Entsprechend war dann die Polizei gut damit beschäftigt, Unwissende aufzuklären und Betrunkene einzufangen. Und der Rettungsdienst musste mehrfach Fahrer ins Krankenhaus bringen, die im Suff gestürzt waren. Insgesamt zählte die Polizei bis Mitte November 62 Verkehrsunfälle mit Personenschaden. Davon waren 59 Scooterfahrer leicht verletzt und vier schwer. Bei 28 dieser Verkehrsunfälle war Alkohol im Spiel, in zwei Fällen waren die Fahrer im Drogenrausch unterwegs.

Den Touristen alleine kann man das Phänomen nicht in die Schuhe schieben

Seit der Einführung der E-Scooter im Juni hat die Polizei in München mehr als 1660 Scooter-Fahrer wegen Trunkenheit im Straßenverkehr angezeigt. Jeder Zweite hatte mehr als 1,1 Promille im Blut, war im Sinne des Gesetzes also absolut fahruntüchtig. Die Rollerfahrt hat diese Personen also statt der versprochenen 15 Cent Miete pro Minute mindestens 500 Euro gekostet. Darüber hinaus müssen sie für mindestens ein halbes Jahr den Führerschein abgeben und in Flensburg malt jemand drei Punkte in die Verkehrssünderkartei.

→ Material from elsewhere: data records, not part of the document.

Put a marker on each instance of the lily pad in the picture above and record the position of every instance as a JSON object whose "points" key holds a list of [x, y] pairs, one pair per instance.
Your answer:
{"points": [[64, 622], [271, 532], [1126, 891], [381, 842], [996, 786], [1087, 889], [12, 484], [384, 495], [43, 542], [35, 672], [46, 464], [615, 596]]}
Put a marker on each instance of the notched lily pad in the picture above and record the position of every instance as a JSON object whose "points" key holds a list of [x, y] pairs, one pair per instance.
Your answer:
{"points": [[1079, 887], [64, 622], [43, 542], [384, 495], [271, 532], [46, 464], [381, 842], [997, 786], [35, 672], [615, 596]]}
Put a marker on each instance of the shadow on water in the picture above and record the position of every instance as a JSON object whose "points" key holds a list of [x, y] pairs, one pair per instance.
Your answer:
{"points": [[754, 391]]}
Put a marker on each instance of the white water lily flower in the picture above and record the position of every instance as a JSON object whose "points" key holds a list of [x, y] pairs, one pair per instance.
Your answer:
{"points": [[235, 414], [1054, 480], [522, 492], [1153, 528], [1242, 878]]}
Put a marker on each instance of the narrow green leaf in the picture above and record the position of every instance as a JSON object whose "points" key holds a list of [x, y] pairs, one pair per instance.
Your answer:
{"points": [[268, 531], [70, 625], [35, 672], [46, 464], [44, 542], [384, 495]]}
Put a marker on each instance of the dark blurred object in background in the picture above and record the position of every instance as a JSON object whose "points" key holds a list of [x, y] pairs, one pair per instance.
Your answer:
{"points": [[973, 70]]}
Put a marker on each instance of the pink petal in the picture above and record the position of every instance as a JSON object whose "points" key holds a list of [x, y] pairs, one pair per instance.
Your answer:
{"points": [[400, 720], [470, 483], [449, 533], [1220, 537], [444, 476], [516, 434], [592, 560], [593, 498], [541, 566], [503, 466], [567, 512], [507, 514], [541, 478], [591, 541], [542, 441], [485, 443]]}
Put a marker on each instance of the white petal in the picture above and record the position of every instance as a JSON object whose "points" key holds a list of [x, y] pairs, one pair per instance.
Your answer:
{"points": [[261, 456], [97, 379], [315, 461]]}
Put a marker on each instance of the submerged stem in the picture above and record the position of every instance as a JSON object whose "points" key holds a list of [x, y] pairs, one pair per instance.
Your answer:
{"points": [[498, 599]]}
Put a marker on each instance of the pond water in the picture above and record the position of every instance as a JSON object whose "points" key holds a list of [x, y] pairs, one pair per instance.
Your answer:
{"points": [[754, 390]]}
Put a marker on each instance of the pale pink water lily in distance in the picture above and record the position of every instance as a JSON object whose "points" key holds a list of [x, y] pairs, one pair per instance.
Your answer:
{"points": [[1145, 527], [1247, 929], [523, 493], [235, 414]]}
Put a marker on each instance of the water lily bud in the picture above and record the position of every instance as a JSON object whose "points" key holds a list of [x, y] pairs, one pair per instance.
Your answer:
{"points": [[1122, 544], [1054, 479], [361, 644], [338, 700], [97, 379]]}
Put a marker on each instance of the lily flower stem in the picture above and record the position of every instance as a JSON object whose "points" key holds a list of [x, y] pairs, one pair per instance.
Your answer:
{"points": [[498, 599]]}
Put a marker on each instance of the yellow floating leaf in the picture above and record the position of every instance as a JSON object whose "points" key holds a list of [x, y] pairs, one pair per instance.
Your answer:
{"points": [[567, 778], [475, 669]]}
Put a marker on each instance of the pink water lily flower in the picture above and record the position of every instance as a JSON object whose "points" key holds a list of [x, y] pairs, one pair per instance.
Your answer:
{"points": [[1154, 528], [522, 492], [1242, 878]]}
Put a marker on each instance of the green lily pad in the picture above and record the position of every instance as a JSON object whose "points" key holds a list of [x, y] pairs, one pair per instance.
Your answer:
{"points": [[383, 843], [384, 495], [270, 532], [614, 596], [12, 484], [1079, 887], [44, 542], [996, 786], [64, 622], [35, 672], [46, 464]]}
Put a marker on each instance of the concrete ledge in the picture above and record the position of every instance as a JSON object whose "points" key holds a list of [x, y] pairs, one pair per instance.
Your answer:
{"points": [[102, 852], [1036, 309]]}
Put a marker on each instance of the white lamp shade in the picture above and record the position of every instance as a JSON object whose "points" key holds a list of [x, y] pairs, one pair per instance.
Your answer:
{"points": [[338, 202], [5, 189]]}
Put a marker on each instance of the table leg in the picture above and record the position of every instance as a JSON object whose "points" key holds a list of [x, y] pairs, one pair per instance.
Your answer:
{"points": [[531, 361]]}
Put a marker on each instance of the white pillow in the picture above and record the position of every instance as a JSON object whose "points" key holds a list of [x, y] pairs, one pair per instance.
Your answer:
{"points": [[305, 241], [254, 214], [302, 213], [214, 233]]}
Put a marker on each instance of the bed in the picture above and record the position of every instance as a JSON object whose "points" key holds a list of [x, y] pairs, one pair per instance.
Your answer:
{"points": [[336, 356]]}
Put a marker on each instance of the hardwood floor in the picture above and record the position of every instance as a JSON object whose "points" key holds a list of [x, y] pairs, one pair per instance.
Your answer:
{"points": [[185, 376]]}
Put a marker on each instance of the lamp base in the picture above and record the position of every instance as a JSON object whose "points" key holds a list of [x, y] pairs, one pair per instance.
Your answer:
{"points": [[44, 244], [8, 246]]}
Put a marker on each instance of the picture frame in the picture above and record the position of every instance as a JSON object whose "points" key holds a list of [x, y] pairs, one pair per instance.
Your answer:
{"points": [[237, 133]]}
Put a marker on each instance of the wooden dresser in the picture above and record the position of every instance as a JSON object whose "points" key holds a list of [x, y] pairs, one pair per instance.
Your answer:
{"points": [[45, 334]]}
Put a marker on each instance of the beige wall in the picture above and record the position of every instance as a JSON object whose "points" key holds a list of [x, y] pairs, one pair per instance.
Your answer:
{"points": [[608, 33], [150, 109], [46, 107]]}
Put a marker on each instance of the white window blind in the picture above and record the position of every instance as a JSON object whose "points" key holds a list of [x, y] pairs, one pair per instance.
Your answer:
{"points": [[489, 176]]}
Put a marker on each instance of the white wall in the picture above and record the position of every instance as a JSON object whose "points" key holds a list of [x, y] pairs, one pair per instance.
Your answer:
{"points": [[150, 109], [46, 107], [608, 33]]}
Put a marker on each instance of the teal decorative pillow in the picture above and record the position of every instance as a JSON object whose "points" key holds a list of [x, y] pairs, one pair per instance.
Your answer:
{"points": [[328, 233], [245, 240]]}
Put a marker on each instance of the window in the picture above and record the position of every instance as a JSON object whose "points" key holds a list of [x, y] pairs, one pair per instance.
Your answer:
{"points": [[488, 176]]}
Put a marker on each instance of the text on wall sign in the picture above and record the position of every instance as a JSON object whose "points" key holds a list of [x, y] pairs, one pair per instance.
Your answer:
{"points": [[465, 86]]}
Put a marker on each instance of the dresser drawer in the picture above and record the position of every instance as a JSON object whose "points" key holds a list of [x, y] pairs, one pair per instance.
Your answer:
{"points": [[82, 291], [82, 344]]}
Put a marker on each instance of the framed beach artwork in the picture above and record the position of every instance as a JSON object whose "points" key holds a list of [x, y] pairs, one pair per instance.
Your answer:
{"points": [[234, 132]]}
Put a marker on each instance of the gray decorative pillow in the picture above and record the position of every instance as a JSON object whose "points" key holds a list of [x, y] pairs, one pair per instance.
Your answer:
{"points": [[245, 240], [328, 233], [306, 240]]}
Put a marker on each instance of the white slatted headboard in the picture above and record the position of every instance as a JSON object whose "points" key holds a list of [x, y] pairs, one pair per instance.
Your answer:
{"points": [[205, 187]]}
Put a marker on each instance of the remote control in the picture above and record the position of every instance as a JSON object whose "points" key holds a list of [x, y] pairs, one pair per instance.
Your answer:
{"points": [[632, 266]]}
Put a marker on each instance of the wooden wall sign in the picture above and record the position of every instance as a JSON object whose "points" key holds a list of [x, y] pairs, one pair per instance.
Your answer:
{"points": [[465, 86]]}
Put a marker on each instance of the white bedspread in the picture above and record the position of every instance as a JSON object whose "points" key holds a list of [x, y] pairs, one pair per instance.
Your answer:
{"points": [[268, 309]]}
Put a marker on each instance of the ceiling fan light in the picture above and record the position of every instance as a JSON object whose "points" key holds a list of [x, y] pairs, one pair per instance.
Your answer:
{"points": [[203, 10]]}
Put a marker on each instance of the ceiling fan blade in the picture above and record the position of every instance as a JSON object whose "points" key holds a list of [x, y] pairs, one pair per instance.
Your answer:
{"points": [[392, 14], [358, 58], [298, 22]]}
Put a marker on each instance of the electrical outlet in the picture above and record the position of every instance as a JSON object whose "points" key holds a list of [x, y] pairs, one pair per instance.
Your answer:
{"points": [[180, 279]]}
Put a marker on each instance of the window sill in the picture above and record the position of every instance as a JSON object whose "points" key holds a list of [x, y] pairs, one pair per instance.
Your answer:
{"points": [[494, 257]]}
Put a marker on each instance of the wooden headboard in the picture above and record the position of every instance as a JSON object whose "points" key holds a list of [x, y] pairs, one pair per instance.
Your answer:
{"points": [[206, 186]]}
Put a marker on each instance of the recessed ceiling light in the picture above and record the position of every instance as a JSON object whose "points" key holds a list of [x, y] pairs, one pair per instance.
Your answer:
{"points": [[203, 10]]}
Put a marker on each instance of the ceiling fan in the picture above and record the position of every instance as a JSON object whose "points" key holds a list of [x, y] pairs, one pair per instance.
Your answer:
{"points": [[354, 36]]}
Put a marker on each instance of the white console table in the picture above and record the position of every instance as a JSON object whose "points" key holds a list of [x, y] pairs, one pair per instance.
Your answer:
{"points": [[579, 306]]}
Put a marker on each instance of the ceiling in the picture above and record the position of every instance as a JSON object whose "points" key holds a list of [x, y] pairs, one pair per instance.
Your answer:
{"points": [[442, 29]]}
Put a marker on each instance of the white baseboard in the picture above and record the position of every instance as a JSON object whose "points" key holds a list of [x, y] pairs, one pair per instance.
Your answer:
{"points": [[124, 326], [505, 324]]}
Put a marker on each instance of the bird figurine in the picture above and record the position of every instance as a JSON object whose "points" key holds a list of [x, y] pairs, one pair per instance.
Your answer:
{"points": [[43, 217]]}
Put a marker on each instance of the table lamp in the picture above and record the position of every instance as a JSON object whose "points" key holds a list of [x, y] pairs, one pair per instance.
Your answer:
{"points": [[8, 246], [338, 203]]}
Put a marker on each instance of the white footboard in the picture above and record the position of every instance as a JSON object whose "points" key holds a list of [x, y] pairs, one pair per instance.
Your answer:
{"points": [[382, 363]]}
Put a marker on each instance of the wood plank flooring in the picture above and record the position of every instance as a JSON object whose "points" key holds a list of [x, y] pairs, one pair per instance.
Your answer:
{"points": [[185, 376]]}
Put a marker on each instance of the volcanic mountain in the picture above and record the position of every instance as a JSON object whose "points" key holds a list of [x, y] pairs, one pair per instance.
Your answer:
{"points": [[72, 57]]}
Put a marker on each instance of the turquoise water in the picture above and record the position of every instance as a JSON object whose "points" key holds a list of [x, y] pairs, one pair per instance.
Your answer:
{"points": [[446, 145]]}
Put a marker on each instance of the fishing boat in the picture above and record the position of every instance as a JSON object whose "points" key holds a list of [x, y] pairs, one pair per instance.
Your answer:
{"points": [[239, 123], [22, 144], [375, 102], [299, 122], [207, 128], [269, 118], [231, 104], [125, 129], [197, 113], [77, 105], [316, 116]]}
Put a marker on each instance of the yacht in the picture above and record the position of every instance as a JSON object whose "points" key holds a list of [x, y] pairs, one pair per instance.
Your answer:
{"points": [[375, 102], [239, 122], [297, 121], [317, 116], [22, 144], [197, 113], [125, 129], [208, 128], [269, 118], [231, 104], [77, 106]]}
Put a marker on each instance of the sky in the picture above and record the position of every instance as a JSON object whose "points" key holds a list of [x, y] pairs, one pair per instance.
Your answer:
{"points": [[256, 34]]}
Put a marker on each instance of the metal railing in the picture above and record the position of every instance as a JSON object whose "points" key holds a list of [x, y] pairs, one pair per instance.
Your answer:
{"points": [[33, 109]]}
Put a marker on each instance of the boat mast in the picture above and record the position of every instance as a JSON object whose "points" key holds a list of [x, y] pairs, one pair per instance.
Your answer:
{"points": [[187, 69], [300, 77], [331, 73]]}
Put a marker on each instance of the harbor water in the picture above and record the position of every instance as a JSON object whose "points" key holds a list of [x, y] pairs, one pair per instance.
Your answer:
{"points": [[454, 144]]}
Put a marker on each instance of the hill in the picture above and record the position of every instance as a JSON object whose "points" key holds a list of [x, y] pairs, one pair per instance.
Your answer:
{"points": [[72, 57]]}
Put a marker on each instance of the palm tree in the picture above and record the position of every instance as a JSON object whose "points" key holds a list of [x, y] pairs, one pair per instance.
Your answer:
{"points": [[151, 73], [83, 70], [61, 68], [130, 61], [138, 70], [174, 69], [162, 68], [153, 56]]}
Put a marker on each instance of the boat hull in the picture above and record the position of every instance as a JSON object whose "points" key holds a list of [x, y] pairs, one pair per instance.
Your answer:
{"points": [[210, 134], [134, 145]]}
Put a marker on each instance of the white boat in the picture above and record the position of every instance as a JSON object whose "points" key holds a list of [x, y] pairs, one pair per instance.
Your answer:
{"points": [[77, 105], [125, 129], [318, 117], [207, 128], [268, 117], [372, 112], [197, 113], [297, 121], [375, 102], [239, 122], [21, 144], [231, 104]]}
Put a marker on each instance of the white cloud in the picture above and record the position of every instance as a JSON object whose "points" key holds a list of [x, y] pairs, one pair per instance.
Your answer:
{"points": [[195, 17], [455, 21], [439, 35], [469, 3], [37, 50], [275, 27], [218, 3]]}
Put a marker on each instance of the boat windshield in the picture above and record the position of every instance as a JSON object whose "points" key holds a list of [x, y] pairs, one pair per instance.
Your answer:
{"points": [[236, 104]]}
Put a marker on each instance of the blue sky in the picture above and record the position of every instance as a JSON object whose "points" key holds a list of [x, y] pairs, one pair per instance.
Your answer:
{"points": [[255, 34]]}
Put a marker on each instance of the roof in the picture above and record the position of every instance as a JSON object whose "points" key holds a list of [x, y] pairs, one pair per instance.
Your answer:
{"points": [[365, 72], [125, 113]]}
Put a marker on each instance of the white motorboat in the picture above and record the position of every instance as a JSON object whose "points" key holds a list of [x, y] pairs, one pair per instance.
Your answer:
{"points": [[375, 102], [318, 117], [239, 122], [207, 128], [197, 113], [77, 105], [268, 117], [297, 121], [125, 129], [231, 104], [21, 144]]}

In 229 Fällen hatten die kontrollierten E-Scooter-Lenker sogar mehr als 1,6 Promille im Blut, sie bekommen ihre Fahrerlaubnis erst nach erfolgreichem Bestehen einer medizinisch-psychologischen Untersuchung wieder, landläufig bekannt als "Idiotentest". Fast 100 Personen konnte die Polizei rechtzeitig stoppen, bevor sie in trunkenem Zustand zur Fahrt durch München starteten.

Den Touristen alleine kann man das Phänomen übrigens nicht in die Schuhe schieben: Von allen beanstandeten Fahrten kamen 1000 Nutzer aus München und 1001 von auswärts. Bedingt durch die kalte Witterung sei das Phänomen zwar in den vergangenen Wochen etwas zurückgegangen, sagt Polizeisprecher Werner Kraus. "Aber es sind immer noch zu viele, die in angetrunkenem Zustand fahren". Zum Beginn der Weihnachtsfeier-Saison appelliert die Polizei daher nochmals: Wer Alkohol getrunken hat, sollte ein Taxi nehmen oder den Bus. Und beim Aussteigen aufpassen, dass man nicht über einen abgestellten Roller stolpert.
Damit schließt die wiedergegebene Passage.